A juíza conclui que, "houve, portanto, lesão presumida ao erário público (art. 10, VIII, da Lei n.º 8.429/92), tendo os réus agido com descaso no trato da coisa pública, restando evidente que o contrato para a reforma da capela e anexos da Policlínica foi realizado para que a ré Construtora Sorocaba Ltda. fosse a vencedora, tanto é assim que ela deu autorização para o início das obras um mês antes da assinatura do contrato, ou seja, em 17/02/1999".
A juíza fez constar ainda que "o perito judicial informou, além dos indícios encontrados nos documentos do processo, que parte dos serviços objeto do contrato não foram realizados, conforme se vê da resposta do quesito n.º 05 do autor (fls. 477)". Também determinou que, após o trânsito em julgado do processo, cópias dos documentos sejam encaminhadas ao Ministério Público Criminal e da Cidadania "para apuração de eventual crime de fraude à licitação e improbidade administrativa, respectivamente".
Envolvidos respondem
A Construtora Sorocaba, consultada pela reportagem, informou que deverá aguardar ser comunicada oficialmente da decisão para, só depois, se manifestar a seu respeito.
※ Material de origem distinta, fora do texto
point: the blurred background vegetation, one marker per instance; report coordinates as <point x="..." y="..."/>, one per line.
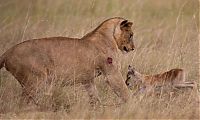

O ex-prefeito Renato Amary divulgou, por sua assessoria, nota em que declara que apesar de não concordar, respeita a decisão judicial. "Estaremos entrando com os recursos cabíveis junto ao Tribunal de Justiça, pois entendemos que todos os procedimentos administrativos foram realizados dentro da legalidade", afirmou.
Já a Prefeitura lembra que a decisão da juíza Ana Maria Baldy é de primeira instância e que, por isso, dela cabe recurso que será apresentado.
Continua o comunicado afirmando que, apesar da posição tomada, "é importante informar que a administração agiu dentro do que determina a legislação no processo envolvendo a reforma da Policlínica".